What can be done about this, then? Kierkegaard says the following: "You must not look at the mirror, the frame, for example…but look at yourself in the mirror" (X-4 A 283; cf. FSA 25ff.). In other words, it is not the objective mirror itself that is important about it but how we see ourselves in and through it. To put it another way, it is not the objective "what" that should be the focus of our attention but the subjective relation of "how" (CUP). With this perspective, technology is now seen not as inevitable ethical trouble but as the occasion for us to reflect on how we use it in better or worse ways. Do I escape to my twitter feed to avoid talking with my wife, for example? Do I retreat to the TV when I ought to be disciplining or loving my children? Viewed in this light, technology is, of course, not inherently good or evil but is an occasion for ethical reflection and for returning us to subjective existence.

Windhorst, Dirk

Dirk Windhorst
Assistant Professor of Education
Redeemer University College

Is Technology a Threat to Education? George Parkin Grant in the Light of John Dewey

The writings of George Parkin Grant (1918-1988), a Canadian political philosopher, were examined regarding his view of the relationship between technology and education. Specifically, his definition of technology—the co-penetration of knowing and making—was conceptually analyzed within a reading of his work. Grant's implicit vision of education, grounded in Christian and Platonic epistemological assumptions, was explicated and unified around the idea of the interdependence of knowing and loving. Placed within the context of John Dewey's theories of technology and education, Grant and Dewey were found to be in substantial agreement concerning the nature of modern technology, but in profound disagreement over the meaning of an educative experience.

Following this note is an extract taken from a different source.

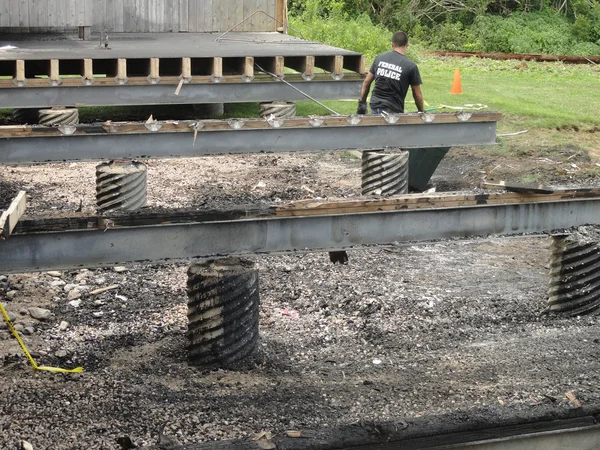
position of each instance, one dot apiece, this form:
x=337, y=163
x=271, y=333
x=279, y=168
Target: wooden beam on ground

This paper distinguishes between the artifacts of technology and the animating spirit from which these artifacts pour forth. Although much has been written about the effect of these artifacts (such as digital technology) on the nature of schooling and human flourishing, few have considered how the spirit of technology has affected and is affecting the way we understand what it means to be educated. Grant and Dewey have much to contribute to this discussion.

Wood, Ralph C.

Ralph C. Wood
University Professor of Theology and Literature
Baylor University

The Dangerously Blessed John Henry Newman:On the Dangers of Unrestrained Technical Expertise

The most famous 19th century convert to Rome, John Henry Newman, was regarded as such a theological radical that a fellow Catholic described him as "the most dangerous man in England." Now that he has been raised to the altars as the Blessed John Henry, he remains no less radical and no less "dangerous," especially when we consider his critique of anti-religious approaches to technology. Newman trumpets, at once keenly and wittily, the need for Christian guidance and restraint vis-à-vis the burgeoning technics of the Victorian era. In the Tamworth Reading Room Letters among other texts, he questions the modern devotion to "indefinite inquiry." Newman warns that, without an ultimate finis and telos, scientific experiment will produce a brutal utilitarianism, a nightmare "progress" based on greed and pleasure. Not that Newman advocates any nostalgic return to a Christendom wherein such matters would be put under the control of the Church. On the contrary, he welcomes the open and lively controversy that theological questions always arouse. At the same time, Newman is increasingly dissatisfied with the notion that ultimate matters —whether moral or religious, whether aesthetic or technical —can be decided by private judgment and popular opinion. Hence the enormous relevance of Newman's work for our time, when we are increasingly convinced that all seeing is lensed, that all truth is historically conditioned. Newman remains dangerously blessed, I will argue, because he makes a brilliant case for Christian inclusion in the tournament of competing metanarratives about human flourishing in a technological age.